AI’s Phoenix Project Moment
In the late Arizona evening of 2018, on a desolate stretch of two lane highway, Elaine Herzberg earned a distinction she never wanted.
In the late Arizona evening of 2018, on a desolate stretch of two-lane highway, Elaine Herzberg earned a distinction she never wanted.
She became the very first pedestrian ever killed by a self-driving car.
She shared a similarly sad fate to a woman 122 years earlier, Bridget Driscoll, who died in 1896 while walking in the late London day at the hands of an earlier experimental technology:
A car.
The general public likes to think of AIs as superhuman and in a way they are superhuman. They can beat the best players in the world of Go or 99% of the players in the world at DOTA 2, a real time strategy game of amazing complexity.
But that doesn’t make them perfect. Even the most advanced AIs today make bad mistakes, including mistakes that most people would find trivially easy to overcome.
When we take AIs of out of the narrow realms of board games and video games and put them into the real world, they face a never-ending list of edge cases and unexpected scenarios. Nowhere is that more apparent than in the high stakes world of autonomous cars where every mistake could mean the difference between life and death.
The list of things that can go wrong for an autonomous vehicle “is almost infinite,” says Luc Vincent, who heads R&D for Lyft’s self-driving car unit.
Lyft found that its cars were slamming on the breaks when they got cut off by other drivers. Another autonomous car company, Zoox, found their cars couldn’t deal with yellow left hand turn signals, because most turn signals are green. They had to bring in artists to paint yellow turn signals to load into their simulation software. Soon Zoox’s cars got a lot better at seeing them in the real world but no matter what you do there is always another edge case.
“It’s a bit like a whack-a-mole. You solve one problem, another might emerge,” said Applied Intuition CEO Qasar Younis, according to CNN’s excellent article on the endless difficulties faced by this “generational type technical challenge.”

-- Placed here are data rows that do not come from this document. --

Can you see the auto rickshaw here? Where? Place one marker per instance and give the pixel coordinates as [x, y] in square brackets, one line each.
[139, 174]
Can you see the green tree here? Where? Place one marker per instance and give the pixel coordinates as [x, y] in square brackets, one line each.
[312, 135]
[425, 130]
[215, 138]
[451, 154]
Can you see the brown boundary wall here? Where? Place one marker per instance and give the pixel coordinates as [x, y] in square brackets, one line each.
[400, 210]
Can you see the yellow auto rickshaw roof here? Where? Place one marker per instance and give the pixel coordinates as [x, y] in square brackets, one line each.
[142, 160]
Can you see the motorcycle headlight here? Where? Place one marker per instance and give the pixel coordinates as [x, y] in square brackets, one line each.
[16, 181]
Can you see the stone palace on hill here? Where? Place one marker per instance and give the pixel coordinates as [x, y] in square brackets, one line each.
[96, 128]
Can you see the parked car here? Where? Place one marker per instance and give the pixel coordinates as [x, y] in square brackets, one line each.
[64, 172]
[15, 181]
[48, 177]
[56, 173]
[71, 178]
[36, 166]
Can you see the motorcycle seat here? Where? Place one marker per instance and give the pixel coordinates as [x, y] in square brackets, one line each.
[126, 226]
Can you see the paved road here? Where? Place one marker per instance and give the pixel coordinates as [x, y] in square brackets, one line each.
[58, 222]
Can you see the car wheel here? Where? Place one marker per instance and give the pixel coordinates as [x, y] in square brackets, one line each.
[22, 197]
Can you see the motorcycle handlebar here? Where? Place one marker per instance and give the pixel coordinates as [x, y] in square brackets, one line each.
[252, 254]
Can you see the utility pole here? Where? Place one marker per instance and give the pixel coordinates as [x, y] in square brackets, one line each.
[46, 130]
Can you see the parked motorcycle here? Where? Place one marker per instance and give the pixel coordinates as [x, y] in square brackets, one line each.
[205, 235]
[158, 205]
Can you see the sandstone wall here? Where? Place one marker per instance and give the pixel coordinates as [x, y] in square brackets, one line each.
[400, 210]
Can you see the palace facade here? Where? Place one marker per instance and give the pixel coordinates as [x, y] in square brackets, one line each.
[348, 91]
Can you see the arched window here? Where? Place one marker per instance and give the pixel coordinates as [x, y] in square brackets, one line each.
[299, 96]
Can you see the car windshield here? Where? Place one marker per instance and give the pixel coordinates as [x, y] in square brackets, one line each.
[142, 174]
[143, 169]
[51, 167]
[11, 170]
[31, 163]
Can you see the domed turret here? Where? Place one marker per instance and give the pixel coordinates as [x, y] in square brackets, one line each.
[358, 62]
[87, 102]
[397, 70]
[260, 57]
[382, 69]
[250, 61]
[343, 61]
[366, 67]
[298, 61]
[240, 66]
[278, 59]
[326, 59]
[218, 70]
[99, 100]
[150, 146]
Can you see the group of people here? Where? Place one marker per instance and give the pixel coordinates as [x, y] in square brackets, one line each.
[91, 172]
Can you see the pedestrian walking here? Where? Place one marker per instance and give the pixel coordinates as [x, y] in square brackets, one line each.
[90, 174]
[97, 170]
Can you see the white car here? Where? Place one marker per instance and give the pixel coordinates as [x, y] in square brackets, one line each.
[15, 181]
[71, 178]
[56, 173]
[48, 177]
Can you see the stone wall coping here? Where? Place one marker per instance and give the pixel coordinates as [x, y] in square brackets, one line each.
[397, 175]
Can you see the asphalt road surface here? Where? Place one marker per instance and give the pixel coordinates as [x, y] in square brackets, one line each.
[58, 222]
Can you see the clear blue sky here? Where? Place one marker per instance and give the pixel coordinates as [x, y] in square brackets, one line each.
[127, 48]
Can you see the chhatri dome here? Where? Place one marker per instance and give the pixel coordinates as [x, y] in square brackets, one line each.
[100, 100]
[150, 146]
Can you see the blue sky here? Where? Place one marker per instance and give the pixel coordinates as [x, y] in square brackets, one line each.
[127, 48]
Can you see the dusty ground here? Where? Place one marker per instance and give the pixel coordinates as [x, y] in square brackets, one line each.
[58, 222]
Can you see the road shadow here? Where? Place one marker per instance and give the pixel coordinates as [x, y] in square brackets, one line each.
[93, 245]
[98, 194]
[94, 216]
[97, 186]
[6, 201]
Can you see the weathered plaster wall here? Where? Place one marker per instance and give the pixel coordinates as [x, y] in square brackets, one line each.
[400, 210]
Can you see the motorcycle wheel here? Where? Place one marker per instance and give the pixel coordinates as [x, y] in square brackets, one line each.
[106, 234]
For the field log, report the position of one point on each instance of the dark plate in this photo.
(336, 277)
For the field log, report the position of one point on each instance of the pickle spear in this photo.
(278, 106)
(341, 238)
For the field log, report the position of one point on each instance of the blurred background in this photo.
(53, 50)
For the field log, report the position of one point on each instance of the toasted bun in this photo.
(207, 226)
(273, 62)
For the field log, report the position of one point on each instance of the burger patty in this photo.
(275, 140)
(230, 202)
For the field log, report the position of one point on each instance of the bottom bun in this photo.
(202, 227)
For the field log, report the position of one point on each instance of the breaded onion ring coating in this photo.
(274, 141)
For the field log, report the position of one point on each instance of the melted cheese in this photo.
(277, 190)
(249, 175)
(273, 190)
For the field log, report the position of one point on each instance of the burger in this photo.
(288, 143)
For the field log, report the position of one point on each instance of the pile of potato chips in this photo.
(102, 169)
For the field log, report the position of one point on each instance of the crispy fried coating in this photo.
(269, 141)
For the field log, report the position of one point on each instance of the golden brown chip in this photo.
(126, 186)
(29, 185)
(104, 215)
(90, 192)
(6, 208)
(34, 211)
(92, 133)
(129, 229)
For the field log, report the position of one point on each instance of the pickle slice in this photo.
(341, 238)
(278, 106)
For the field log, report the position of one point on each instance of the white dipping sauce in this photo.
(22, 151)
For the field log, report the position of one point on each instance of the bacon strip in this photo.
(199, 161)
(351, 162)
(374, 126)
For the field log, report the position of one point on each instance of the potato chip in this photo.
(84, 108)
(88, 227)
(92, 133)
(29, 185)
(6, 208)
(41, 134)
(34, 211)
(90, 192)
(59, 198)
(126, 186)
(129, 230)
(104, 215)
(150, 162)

Famed roboticist and professor emeritus at MIT, Rodney Brooks, wrote a wonderfully long and detailed post on why he thinks self-driving cars are a lot further away than almost anyone thinks. He lays out dozens of edge cases:
If you went down a narrow one way street that was blocked off by construction is it okay to break the law and back down the one way street?
Could the car handle teenagers pranking and yelling conflicting commands?
Can the car understand hand signals from police or road-side workers?
Can the car recognize a fake street sign that someone put up or a damaged one?
Becoming Duck Aware or the Limits of Machine Reasoning
All of these scenarios are immensely difficult for today’s AIs because they have no deeper contextual awareness or general purpose abstract reasoning. Contextual AI is the bleeding edge of AI research, which is why it’s got funding from futurist organizations like DARPA.
What makes humans so amazing is how adept we are at abstracting solutions from other problems to brand new problems we’ve never seen. We can study the laws of physics and motion and inertia and build a rocket that’s never existed before and land it on the moon the very first time.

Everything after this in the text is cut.